The Ultimate Guide to Showing Up in AI – Deep Dive Into LLMS.TXT

LLMS.txt blog header image - how to get found in AI.

How do I get found in AI like I used to get found in SEO? That or something similar is a question a lot of people are asking these days. Working to figure out how to get found in AI, what some are calling GEO, is not really as clear as SEO.

As in, SEO primarily focused on organic Google results, and practices were refined over a decade like link building, citations, keyword-rich content, quality metrics, speed scores, and so on. Not so much with AI.

Thankfully we do have some gold treasure to pursue deep in the mines of the AI discovery caverns, to at least get a little traction with the ole AI bots. And today we’ll discuss one of those little nuggets, something called the LLMS.txt file.

Remember when having a sitemap.xml file was all you needed to get Google to crawl and rank your website? Those days shaped how we thought about organic visibility for nearly two decades. But the landscape has fundamentally changed.

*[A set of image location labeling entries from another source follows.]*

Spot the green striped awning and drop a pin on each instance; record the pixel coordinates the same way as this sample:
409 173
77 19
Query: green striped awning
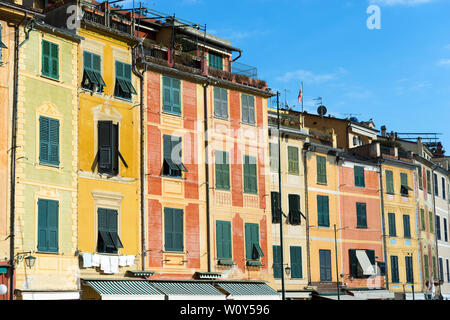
189 290
125 289
247 291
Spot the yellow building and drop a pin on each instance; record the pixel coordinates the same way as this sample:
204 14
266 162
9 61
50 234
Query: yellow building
293 265
322 181
108 177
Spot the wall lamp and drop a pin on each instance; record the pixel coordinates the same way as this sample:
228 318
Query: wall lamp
29 259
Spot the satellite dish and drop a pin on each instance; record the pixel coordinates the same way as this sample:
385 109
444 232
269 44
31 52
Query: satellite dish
3 289
321 110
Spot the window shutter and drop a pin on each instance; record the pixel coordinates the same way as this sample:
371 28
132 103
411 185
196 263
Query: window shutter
406 227
45 58
44 139
54 61
105 147
296 262
359 176
42 225
277 269
54 141
389 182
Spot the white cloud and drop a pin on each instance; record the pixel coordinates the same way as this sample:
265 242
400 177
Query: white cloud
399 2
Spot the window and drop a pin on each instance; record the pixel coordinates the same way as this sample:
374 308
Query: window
359 176
220 103
293 167
108 152
275 203
441 269
321 169
294 209
323 211
48 212
173 229
222 166
392 230
356 269
215 61
92 74
172 165
250 179
431 221
296 262
2 45
277 269
406 226
404 184
394 269
124 88
248 109
171 95
50 60
108 238
443 188
48 141
361 215
409 270
223 240
325 265
389 182
436 185
438 227
448 270
422 219
445 230
273 155
252 249
419 175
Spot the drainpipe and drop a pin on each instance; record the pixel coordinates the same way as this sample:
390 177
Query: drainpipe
386 272
14 144
305 170
142 147
208 235
435 229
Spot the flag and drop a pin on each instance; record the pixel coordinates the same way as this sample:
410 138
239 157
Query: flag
300 94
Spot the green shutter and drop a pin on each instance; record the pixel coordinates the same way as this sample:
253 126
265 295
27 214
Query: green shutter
296 262
48 141
293 166
250 175
321 170
48 225
406 226
392 229
173 229
389 182
361 215
359 176
323 211
223 239
222 168
277 269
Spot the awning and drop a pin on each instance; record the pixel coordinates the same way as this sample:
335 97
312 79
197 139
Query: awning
50 295
188 290
364 261
249 291
125 289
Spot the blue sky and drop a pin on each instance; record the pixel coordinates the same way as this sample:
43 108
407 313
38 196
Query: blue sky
397 75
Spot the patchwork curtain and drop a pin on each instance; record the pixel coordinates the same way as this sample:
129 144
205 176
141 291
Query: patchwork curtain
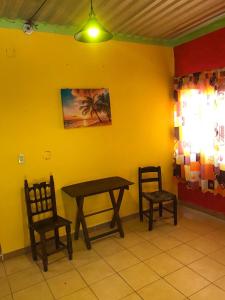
199 117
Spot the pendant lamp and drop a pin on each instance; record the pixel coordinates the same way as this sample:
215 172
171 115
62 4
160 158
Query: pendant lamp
93 31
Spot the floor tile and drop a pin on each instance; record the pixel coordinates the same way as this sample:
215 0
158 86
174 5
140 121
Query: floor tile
57 267
133 296
163 264
219 256
183 234
205 245
83 294
95 271
130 239
4 287
220 282
66 284
24 279
144 250
111 288
209 293
107 247
122 260
160 290
186 281
166 243
84 257
36 292
139 275
208 268
185 254
17 263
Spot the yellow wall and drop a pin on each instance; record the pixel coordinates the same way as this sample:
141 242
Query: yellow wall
33 69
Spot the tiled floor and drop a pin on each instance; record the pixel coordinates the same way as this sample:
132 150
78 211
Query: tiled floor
186 261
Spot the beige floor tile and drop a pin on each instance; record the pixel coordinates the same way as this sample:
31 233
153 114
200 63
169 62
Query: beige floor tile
24 279
208 268
220 283
150 235
183 234
84 294
205 245
186 281
217 235
36 292
111 288
130 239
133 296
66 284
95 271
57 267
209 293
163 264
139 275
84 257
219 256
166 243
160 290
185 254
107 247
4 287
18 263
144 250
122 260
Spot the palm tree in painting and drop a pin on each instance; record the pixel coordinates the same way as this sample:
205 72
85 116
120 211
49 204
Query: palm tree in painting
89 106
103 104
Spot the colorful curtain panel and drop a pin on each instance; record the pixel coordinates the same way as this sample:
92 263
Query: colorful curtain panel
199 117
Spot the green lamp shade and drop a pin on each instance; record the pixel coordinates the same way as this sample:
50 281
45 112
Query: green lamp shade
93 32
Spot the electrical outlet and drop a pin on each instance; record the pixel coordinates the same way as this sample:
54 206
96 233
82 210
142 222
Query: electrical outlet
21 158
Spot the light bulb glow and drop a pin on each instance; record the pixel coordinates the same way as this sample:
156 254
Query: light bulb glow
93 32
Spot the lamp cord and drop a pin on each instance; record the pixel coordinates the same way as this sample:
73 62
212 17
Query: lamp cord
37 11
92 13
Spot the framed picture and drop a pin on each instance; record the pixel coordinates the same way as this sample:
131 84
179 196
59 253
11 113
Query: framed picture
86 107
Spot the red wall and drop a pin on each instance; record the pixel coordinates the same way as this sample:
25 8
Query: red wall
203 54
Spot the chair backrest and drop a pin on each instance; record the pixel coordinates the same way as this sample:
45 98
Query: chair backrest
40 199
149 174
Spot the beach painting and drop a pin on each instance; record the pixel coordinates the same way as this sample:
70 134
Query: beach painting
86 107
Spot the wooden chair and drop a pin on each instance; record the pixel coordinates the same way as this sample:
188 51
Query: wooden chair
41 205
156 199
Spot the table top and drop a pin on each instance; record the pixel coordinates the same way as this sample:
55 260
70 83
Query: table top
98 186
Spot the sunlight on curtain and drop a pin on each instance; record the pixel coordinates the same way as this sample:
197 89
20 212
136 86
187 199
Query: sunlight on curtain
199 118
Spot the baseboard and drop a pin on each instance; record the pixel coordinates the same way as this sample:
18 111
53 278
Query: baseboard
27 250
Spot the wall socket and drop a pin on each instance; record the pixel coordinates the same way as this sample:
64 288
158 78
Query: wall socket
21 158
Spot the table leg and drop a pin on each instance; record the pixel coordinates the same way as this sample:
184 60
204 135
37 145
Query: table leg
118 203
116 207
80 203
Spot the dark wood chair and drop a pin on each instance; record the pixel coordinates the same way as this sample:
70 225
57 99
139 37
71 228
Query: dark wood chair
42 218
159 199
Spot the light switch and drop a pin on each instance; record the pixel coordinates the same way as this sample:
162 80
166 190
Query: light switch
21 158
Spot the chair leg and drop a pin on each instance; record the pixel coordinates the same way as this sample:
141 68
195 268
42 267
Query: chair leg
33 244
44 252
160 209
150 224
69 242
56 238
175 211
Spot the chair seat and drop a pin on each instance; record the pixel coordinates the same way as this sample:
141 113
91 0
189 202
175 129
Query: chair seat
159 196
50 224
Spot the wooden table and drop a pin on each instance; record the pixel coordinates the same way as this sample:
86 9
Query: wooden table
81 190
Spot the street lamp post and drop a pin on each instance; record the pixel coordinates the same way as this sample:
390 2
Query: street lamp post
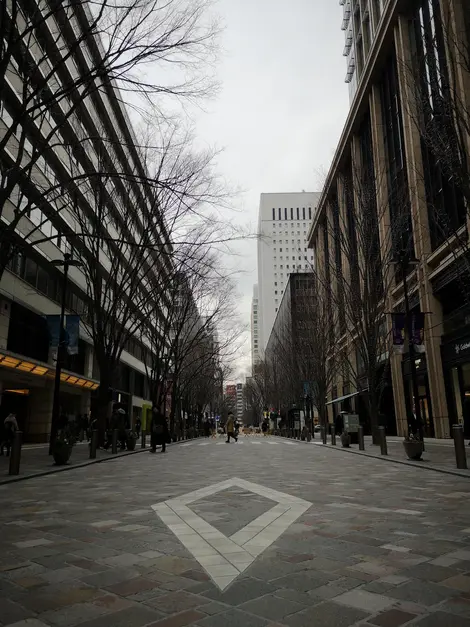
66 262
405 263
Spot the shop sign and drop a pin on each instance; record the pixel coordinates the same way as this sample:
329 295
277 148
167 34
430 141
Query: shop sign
461 347
457 350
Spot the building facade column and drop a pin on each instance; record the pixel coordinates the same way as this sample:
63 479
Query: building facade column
421 233
385 235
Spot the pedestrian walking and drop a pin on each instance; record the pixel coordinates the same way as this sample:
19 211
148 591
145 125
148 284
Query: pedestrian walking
158 431
10 427
339 424
230 428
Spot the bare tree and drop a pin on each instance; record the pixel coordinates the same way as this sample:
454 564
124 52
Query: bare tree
60 63
199 333
363 232
316 350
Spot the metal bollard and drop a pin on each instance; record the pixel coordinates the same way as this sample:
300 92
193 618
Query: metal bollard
383 441
93 443
15 454
459 445
360 434
333 436
114 441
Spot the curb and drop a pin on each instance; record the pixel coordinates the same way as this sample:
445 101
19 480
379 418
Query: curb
89 462
386 458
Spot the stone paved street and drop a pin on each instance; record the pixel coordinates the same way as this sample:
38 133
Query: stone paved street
262 533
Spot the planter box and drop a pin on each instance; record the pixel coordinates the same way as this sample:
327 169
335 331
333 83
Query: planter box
130 443
413 449
61 452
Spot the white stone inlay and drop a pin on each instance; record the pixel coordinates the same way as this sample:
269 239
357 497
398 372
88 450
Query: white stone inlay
225 558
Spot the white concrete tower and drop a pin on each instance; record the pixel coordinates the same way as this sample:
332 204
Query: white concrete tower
283 224
255 346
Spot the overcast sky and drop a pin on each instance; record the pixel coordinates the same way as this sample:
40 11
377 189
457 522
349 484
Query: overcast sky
281 109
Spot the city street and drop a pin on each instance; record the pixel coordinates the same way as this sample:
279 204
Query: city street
263 532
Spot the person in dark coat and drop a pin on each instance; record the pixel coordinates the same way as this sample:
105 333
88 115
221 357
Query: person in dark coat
158 431
339 424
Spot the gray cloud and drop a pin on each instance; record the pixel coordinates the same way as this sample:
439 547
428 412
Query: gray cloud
281 109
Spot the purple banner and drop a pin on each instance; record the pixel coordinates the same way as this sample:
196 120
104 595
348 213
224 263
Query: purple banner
417 332
398 332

We’re no longer optimizing for just one search engine. Today, your potential customers are asking ChatGPT for recommendations, querying Claude for technical documentation, consulting Gemini for research, and using Perplexity to discover new products. The fragmentation is real, and it’s only accelerating.

Welcome to the era of Generative Engine Optimization (GEO), where visibility isn’t about ranking on page one—it’s about being cited in the answer itself. And just like sitemap.xml became foundational for SEO, llms.txt is becoming foundational for GEO.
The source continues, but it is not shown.